Some research that studies the effect of meteorological variables on the intensity of solar radiation has been carried out by some previous researchers. Sousa et al. [10] predicted the concentration of Ozone (O3) using meteorological variables as predictor variables with the adaptive neural network method based on principal analysis (statistical method). In another study, [11] have used a multi-linear regression empirical formula to predict the intensity of solar radiation using a variable magnitude of latitude in radians (L), the ratio of sunlight relative to 12 hours (D), relative humidity (R), maximum air temperature in ° C (t) and the latitude and altitude factor of the place (K). Falayi et al. [12] predicting solar radiation based on a combination of weather parameters, namely clarity index, average daily temperature, the ratio of maximum and minimum daily temperature, relative humidity, and relative duration of sunlight.

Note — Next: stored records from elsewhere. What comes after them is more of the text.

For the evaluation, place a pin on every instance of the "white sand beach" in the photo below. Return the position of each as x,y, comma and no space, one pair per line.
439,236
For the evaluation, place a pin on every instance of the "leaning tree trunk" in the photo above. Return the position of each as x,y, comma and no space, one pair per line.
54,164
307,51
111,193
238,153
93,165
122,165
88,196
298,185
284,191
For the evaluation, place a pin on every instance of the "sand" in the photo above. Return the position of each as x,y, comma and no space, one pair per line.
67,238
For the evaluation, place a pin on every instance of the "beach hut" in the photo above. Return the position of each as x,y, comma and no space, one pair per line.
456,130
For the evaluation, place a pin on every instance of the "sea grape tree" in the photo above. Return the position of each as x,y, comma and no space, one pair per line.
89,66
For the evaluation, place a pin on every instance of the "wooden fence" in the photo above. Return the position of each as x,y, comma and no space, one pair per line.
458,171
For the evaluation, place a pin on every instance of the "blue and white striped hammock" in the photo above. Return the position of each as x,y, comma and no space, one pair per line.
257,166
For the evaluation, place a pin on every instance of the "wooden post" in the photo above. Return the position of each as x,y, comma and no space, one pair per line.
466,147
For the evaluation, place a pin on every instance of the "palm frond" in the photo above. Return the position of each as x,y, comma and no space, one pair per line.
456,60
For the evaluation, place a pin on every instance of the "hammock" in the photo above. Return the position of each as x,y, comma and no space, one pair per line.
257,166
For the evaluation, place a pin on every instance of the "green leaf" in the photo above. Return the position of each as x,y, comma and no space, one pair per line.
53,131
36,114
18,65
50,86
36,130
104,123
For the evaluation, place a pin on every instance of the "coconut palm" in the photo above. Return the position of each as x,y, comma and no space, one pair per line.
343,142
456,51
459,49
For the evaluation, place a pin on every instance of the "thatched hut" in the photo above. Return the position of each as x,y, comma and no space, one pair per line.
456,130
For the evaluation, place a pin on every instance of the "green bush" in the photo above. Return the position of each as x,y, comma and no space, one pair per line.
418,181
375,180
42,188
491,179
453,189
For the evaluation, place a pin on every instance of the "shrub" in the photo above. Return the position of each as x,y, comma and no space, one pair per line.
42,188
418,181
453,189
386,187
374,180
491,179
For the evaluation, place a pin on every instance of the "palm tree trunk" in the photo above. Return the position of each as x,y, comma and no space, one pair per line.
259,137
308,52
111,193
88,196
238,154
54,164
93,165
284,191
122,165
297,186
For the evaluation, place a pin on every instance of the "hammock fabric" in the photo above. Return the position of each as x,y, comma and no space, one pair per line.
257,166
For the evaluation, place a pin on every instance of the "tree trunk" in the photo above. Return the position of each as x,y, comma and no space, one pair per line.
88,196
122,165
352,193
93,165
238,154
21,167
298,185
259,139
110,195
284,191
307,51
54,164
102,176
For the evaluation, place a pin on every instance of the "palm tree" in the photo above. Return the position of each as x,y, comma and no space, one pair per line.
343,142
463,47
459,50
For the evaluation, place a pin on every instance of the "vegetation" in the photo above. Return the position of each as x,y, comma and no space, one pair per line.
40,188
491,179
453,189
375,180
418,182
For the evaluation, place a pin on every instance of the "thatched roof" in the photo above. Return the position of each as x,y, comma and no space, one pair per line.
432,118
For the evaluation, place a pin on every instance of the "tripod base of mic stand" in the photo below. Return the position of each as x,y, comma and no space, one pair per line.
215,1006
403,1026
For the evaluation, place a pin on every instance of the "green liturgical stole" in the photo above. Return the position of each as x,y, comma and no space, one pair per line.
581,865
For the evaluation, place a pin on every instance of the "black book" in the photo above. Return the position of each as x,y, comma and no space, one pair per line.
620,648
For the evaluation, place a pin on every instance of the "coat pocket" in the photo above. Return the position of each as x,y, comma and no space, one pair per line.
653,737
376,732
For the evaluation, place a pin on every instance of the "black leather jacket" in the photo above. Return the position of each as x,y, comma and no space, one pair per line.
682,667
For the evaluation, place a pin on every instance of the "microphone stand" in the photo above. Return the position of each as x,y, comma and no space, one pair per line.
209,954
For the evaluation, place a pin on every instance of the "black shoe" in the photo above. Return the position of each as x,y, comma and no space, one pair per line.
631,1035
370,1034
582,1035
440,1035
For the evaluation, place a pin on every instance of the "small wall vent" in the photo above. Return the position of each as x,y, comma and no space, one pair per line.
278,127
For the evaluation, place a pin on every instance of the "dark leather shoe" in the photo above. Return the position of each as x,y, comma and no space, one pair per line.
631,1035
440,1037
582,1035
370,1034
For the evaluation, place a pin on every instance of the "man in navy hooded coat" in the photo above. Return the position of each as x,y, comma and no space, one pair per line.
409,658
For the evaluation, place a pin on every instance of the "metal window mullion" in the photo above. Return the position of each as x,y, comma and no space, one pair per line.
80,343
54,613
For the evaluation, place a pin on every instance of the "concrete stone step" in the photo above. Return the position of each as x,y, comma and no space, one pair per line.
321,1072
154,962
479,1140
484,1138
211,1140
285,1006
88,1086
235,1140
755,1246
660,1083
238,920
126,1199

However, the modeling of solar radiation in this study is carried out by simultaneously utilizing its advantages as a hybrid model that combines the neural network model and the wavelet method. These advantages through the learning process (supervised learning) are multiplied through the use of the wavelet transform as a pre-processing data method and two type wavelets function, B-spline and Morlet wavelets, as an activation function in the neural network learning process. The method in this study was developed by Bahri [13] to model solar radiation based on the influence of meteorological factors, such as air temperature and pressure, wind speed, humidity, and rainfall, as well as the influence of previous solar radiation intensity in Mataram City, Lombok, West Nusa Tenggara.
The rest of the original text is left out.